Building a positive self-image in children, according to Dr. Hanoch McCarty of the National Council for Self Esteem, is a process of restoring what they were born with.

A child's sense of identity can be compared to a magnificent shaft of wheat. "We grind it up, take all the vitamins and good stuff out, put 10 percent back in, and call it enriched."Speaking at the second annual Conference on Self-Esteem, sponsored by the Davis County Council on Infants, Children and Youth, McCarty addressed several hundred parents, educators and students at Davis High School.

A child's parenting, school experiences, peer pressure, society and job success are the five factors that most powerfully shape his sense of self-esteem, said the nationally recognized psychiatrist and social worker who got his start in New York's inner city.

In other words, self-esteem is the total of the 10,000 positive and negative messages a person receives from his parents, siblings, teachers, classmates and friends throughout his lifetime.

"At some point we believed in ourselves, and at some point, society taught us not to."

Everyone loves babies, McCarty explained, but from the moment a child takes his first step, he begins hearing negative messages: "No-no! Stay out of that! Don't touch that crystal."

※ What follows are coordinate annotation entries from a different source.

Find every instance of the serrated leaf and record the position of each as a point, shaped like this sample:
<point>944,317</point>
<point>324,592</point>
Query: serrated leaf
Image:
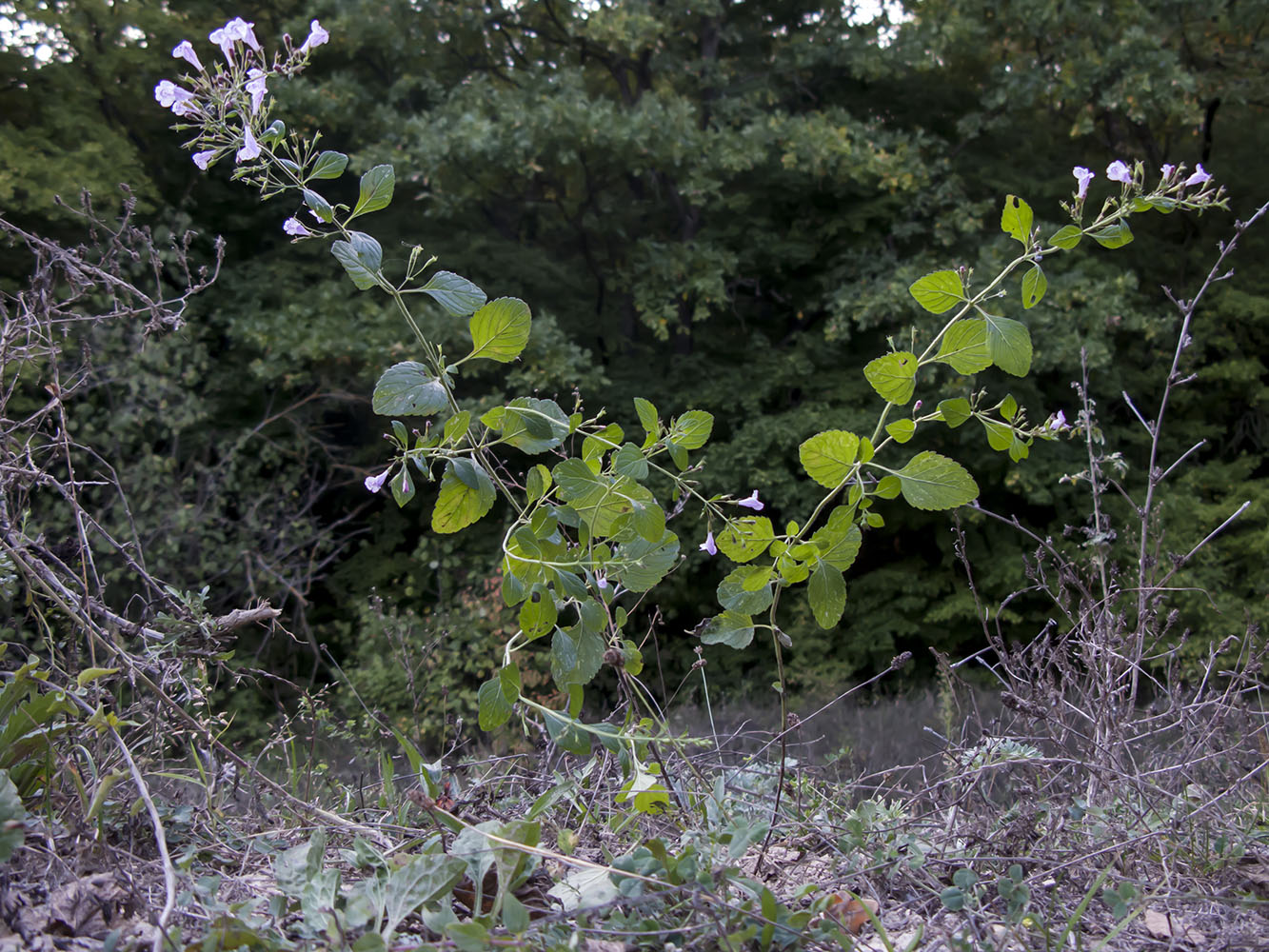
<point>500,329</point>
<point>641,564</point>
<point>1113,236</point>
<point>529,425</point>
<point>827,594</point>
<point>940,291</point>
<point>407,388</point>
<point>894,376</point>
<point>964,347</point>
<point>955,411</point>
<point>460,505</point>
<point>730,628</point>
<point>1035,285</point>
<point>735,596</point>
<point>902,430</point>
<point>839,539</point>
<point>361,257</point>
<point>328,166</point>
<point>1009,346</point>
<point>376,190</point>
<point>1066,238</point>
<point>1016,220</point>
<point>453,292</point>
<point>829,456</point>
<point>692,429</point>
<point>491,704</point>
<point>933,482</point>
<point>746,539</point>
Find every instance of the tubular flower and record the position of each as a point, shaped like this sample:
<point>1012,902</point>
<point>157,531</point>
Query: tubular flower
<point>1120,171</point>
<point>1082,178</point>
<point>255,87</point>
<point>186,51</point>
<point>1200,175</point>
<point>250,148</point>
<point>172,97</point>
<point>316,37</point>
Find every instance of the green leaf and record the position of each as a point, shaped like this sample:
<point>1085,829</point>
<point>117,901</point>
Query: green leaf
<point>1016,220</point>
<point>361,257</point>
<point>641,564</point>
<point>902,430</point>
<point>328,166</point>
<point>646,413</point>
<point>735,596</point>
<point>1113,236</point>
<point>894,376</point>
<point>403,487</point>
<point>529,425</point>
<point>1066,238</point>
<point>827,594</point>
<point>376,190</point>
<point>829,456</point>
<point>320,206</point>
<point>1035,285</point>
<point>500,329</point>
<point>492,707</point>
<point>407,388</point>
<point>1001,436</point>
<point>692,430</point>
<point>933,482</point>
<point>938,292</point>
<point>1009,346</point>
<point>964,347</point>
<point>839,539</point>
<point>955,411</point>
<point>453,292</point>
<point>730,628</point>
<point>460,505</point>
<point>746,539</point>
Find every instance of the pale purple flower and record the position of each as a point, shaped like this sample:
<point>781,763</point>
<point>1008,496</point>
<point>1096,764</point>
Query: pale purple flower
<point>1200,175</point>
<point>255,87</point>
<point>186,51</point>
<point>236,30</point>
<point>1082,177</point>
<point>172,97</point>
<point>316,37</point>
<point>250,148</point>
<point>1120,171</point>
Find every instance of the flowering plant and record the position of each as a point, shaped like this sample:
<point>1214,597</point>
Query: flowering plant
<point>589,533</point>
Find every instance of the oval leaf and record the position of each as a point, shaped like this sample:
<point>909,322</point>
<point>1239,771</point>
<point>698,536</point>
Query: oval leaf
<point>376,190</point>
<point>938,292</point>
<point>829,456</point>
<point>933,482</point>
<point>500,329</point>
<point>453,292</point>
<point>408,388</point>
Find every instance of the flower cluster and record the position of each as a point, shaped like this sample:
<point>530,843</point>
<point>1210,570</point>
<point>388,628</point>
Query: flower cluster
<point>226,103</point>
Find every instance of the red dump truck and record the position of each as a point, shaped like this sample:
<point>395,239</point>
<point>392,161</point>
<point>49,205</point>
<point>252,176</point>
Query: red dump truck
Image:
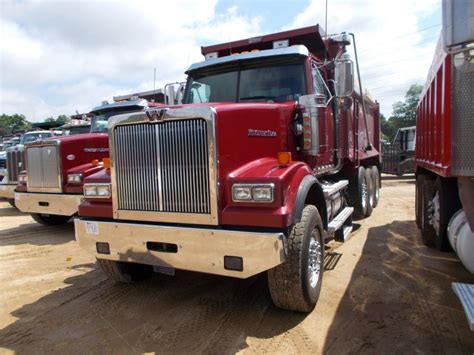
<point>444,139</point>
<point>444,158</point>
<point>266,160</point>
<point>50,188</point>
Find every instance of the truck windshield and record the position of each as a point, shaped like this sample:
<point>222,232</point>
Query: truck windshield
<point>100,119</point>
<point>33,137</point>
<point>248,82</point>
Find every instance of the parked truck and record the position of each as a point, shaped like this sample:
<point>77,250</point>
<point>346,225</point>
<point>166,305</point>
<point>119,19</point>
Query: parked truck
<point>266,160</point>
<point>50,188</point>
<point>14,159</point>
<point>444,145</point>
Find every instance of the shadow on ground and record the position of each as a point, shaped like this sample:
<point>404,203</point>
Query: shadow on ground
<point>399,299</point>
<point>37,234</point>
<point>188,313</point>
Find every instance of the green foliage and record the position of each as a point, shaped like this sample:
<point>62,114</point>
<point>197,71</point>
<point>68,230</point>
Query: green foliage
<point>12,123</point>
<point>403,114</point>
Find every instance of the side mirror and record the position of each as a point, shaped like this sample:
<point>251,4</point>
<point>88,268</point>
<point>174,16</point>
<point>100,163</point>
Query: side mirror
<point>344,75</point>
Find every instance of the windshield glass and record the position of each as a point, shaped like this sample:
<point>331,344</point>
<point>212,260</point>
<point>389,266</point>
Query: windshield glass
<point>33,137</point>
<point>248,82</point>
<point>100,119</point>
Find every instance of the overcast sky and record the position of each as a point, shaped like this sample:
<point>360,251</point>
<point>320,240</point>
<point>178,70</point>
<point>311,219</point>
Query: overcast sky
<point>57,57</point>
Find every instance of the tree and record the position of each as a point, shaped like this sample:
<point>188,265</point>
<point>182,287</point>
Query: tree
<point>404,112</point>
<point>12,123</point>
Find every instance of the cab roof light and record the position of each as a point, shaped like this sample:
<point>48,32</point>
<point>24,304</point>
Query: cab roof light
<point>281,44</point>
<point>106,162</point>
<point>211,55</point>
<point>284,158</point>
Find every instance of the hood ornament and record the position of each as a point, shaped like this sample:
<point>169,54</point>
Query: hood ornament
<point>156,114</point>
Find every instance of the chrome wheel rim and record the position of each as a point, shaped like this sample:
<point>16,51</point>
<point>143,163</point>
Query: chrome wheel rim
<point>314,259</point>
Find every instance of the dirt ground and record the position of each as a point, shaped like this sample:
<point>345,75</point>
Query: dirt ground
<point>383,292</point>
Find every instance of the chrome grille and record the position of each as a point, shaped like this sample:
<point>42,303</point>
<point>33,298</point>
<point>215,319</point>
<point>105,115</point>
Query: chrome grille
<point>163,167</point>
<point>43,170</point>
<point>15,163</point>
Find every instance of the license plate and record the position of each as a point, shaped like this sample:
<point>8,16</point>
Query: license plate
<point>92,228</point>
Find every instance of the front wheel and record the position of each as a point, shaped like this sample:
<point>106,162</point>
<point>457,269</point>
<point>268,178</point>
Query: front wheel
<point>119,271</point>
<point>295,285</point>
<point>50,219</point>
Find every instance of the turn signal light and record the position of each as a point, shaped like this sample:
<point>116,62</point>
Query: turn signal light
<point>284,158</point>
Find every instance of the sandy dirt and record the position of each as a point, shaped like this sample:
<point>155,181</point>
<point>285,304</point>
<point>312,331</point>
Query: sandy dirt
<point>383,292</point>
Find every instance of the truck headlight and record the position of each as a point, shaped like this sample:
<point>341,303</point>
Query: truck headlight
<point>253,192</point>
<point>74,178</point>
<point>22,179</point>
<point>97,190</point>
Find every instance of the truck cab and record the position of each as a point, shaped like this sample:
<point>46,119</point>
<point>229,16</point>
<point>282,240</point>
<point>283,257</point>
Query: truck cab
<point>251,174</point>
<point>50,188</point>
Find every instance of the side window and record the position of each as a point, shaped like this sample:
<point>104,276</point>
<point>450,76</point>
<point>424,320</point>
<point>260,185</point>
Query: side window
<point>319,86</point>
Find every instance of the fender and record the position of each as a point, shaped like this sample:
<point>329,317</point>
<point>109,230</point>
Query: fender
<point>309,192</point>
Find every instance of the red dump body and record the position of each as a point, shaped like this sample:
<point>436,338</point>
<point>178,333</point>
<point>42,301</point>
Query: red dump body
<point>444,127</point>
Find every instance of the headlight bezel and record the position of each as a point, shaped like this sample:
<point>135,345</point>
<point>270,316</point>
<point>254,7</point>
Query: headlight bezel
<point>94,188</point>
<point>75,178</point>
<point>252,188</point>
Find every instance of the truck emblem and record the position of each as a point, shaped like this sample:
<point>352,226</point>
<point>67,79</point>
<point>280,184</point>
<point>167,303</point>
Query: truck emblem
<point>156,115</point>
<point>261,133</point>
<point>96,150</point>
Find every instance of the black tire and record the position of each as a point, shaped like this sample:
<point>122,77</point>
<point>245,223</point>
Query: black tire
<point>420,179</point>
<point>449,203</point>
<point>370,191</point>
<point>291,286</point>
<point>123,272</point>
<point>358,194</point>
<point>50,219</point>
<point>376,185</point>
<point>428,233</point>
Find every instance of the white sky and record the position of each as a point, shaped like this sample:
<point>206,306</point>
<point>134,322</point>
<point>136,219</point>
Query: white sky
<point>57,57</point>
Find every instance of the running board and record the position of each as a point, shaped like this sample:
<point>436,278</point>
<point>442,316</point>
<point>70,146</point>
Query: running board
<point>465,293</point>
<point>328,190</point>
<point>341,225</point>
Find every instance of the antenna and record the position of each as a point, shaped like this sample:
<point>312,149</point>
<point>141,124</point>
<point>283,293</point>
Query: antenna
<point>326,19</point>
<point>326,29</point>
<point>154,83</point>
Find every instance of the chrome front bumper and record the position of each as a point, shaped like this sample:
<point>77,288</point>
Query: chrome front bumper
<point>193,249</point>
<point>59,204</point>
<point>7,191</point>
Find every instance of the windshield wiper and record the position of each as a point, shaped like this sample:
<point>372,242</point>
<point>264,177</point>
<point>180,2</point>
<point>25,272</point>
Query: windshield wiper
<point>261,97</point>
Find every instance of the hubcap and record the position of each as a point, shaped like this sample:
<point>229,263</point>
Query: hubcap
<point>314,260</point>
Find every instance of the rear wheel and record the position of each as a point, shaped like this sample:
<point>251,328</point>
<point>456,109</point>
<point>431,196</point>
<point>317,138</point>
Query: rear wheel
<point>50,219</point>
<point>418,198</point>
<point>296,284</point>
<point>376,185</point>
<point>445,203</point>
<point>370,191</point>
<point>119,271</point>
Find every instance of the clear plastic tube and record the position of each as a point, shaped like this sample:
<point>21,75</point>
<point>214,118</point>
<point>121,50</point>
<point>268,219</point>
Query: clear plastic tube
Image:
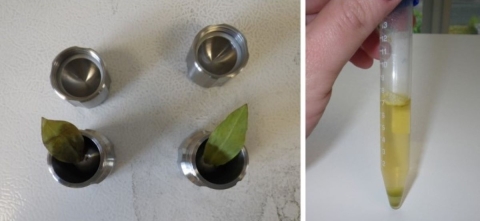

Unfortunately, a preschool child cannot distinguish between his behavior and his "self." His experiences are like a bank account in the heart and spirit. The good things that happen to him are added as deposits. The bad things are withdrawals."

For this reason, parents concerned with a child's self-image should reduce the opportunities to negatively respond to that child in the first three years of life by "putting the crystal away."

McCarty, himself a single parent of two children for 11 years, has recently added two step-children to his family through remarriage. In order to reduce the negative messages in the new house and home he is building, he double-soundproofed walls between each room by adding $150 worth of extra insulation.

Providing a self-esteem-building environment for one's children from McCarty's definition gives then an "innoculation against the infections of life."

In order for a child to grow up with a healthy self-image, he must have: a safe environment with freedom from physical, sexual, emotional and social abuse; a sense of identity as a special, unique, irreplaceable person; feelings of connectedness, inclusion, acceptance, affiliation and unconditional love; the powers of achievement and hope that "even if they goof up they will eventually make it;" models or mentors to emulate and learn from; a risk-taking openness to new experiences and challenges; counseling available from a skilled and caring helper when an outside perspective is necessary; meaningfulness, or the ability and opportunity to go beyond oneself in helping others.